Ehrenamtlich engagieren sich auch auch Uwe Deißler und Sandra Rapp mit ihren Hunden. Deißler ist Berufssoldat außer Dienst und Jäger aus Isny im Allgäu. Seit rund einer Woche ist er in Suchteams des TCRH (Training Center Retten und Helfen GmbH) aus Mosbach unterwegs. Hier hat Hündin Rosa die Ausbildung zum ASP-Kadaversuchhund absolviert und eigentlich der wichtigere Teil des Gespanns. Ihre feine Nase wittert die Wildschweine und freut sich, den ganzen Tag mit ihrem Herrchen im Wald verbringen zu können. Beide Hundebesitzer bestätigen: Die Hunde haben die größte Freude, wenn sie etwas finden. Das sei eine solche Belohnung, dass sogar Leckerchen uninteressant werden. Bis zu zehn Stunden ist ein Hundesuchteam am Tag im Einsatz. Deißler und Rapp sind in den acht Tagen, die sie nun vor Ort sind an vier Tagen unterwegs gewesen. Bei 30 Grad Hitze und im Bergland der Kurpfalz. Hund und Herrchen sind am Abend müde. Jeder Einsatz endet mit der Desinfektion von Fahrzeugen, Kleidung, Hund und Halter.
Deißler, der in seiner Heimat im Allgäu mehr als 50 Hektar Wald sein Revier nennt wird alles tun, um die Seuche nicht von hier nach dort zu bringen. „Meine Kleidung, die ich hier trage, wird den heimischen Wald nie sehen“, ist er sich sicher. Es wäre auch für ihn als Jäger eine Katastrophe, wenn sich die Seuche weiter verbreitet. Die Gewissheit, dass sein Einsatz hier dazu beiträgt dies zu verhindern, motiviert ihn jeden Tag neu. Und vielleicht auch ein bisschen, wie zu sehen ist, welche Freude die Hunde an ihrem Einsatz haben.
Vier oder fünf Kadaver finden Sandra Rapp und Milu pro Einsatz. Dazu noch jede Menge Knochen. Milu führt jedes Mal einen Freudentanz auf. Sandra Rapp ist zwiegespalten. Jedes tote Schwein birge das Risiko, dass es positiv getestet ist. Damit die Hunde im UNterholz nicht verloren gehen, sind sie mit GPS-Trackern um den Hals ausgestattet. So kann man sie jederzeit orten. Die Suchgebiete sind genau eingeteilt und jeden Tag neu besprochen von der ASP-Einsatzleitung.
Wird ein totes Tier gefunden, dann kommt eine spezielle Task-Force zum Einsatz, die den Kadaver sowie den umliegenden Boden entfernen. Zusätzlich wird die Fundstelle großräumig desinfiziert.
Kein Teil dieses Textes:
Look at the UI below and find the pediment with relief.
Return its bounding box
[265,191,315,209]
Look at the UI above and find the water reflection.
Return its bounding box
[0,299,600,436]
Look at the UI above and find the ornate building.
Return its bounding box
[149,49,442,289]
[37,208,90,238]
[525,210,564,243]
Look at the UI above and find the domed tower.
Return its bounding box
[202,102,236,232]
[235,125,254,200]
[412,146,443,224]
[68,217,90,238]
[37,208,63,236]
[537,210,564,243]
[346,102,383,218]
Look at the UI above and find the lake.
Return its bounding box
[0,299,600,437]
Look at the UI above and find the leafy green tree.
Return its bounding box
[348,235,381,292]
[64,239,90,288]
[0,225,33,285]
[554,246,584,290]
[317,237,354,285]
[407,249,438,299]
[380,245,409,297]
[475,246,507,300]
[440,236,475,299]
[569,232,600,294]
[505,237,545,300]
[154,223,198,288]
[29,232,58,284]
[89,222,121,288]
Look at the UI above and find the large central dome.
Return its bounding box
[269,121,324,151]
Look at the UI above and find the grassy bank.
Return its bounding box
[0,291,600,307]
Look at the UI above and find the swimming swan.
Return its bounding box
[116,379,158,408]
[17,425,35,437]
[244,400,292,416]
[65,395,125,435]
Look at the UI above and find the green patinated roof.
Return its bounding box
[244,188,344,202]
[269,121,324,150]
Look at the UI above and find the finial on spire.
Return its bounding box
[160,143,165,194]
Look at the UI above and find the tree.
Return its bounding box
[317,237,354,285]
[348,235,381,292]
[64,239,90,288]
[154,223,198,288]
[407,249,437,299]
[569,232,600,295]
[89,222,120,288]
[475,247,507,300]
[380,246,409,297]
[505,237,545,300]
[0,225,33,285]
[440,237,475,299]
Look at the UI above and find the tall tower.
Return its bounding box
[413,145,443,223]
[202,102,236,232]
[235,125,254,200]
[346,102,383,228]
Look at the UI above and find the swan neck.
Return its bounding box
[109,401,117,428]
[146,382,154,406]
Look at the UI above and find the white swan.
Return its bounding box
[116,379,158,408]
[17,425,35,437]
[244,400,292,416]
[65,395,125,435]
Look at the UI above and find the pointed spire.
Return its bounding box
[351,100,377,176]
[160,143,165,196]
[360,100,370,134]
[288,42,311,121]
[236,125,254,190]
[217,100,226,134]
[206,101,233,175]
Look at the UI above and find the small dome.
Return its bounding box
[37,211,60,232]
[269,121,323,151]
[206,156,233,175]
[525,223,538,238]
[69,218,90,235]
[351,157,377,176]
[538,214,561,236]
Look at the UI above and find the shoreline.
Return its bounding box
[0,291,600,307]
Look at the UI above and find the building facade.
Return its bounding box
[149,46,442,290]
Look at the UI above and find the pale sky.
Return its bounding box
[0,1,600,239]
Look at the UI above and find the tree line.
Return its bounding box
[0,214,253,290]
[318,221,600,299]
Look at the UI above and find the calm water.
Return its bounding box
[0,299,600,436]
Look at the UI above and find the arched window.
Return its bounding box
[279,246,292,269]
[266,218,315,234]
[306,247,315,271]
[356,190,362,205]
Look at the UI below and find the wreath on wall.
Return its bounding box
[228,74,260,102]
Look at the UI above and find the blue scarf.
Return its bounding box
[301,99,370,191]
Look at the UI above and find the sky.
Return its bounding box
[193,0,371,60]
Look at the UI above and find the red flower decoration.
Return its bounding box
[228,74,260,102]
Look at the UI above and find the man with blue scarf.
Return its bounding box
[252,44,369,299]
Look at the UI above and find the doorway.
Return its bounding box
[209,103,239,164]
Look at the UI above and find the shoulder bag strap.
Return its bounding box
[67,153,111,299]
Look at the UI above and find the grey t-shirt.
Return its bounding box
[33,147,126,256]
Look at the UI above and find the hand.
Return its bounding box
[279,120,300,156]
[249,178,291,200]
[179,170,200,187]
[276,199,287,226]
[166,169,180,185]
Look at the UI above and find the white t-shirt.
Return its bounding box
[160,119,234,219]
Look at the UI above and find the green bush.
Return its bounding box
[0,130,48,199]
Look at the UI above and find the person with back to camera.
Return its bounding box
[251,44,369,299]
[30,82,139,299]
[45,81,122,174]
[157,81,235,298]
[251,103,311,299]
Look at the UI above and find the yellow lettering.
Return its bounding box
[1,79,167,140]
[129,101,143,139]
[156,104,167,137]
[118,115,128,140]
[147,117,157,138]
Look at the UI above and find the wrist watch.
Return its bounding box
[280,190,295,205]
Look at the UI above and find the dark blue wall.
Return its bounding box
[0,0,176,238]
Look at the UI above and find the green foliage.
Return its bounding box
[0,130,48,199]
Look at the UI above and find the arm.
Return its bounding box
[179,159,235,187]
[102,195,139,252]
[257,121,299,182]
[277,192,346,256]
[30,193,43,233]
Das Virus ist hartnäckig und kann mehrere Monate, wenn nicht sogar Jahre im Waldboden bestehen bleiben. Offene Flächen werden mit Drohnen beflogen, die mit Wärmebildkameras ausgestattet sind. Damit sollen erkrankte Tiere geortet werden. In dichten Waldgebieten stößt man mit den Drohnen allerdings an Grenzen – da braucht es die Hundespürnasen.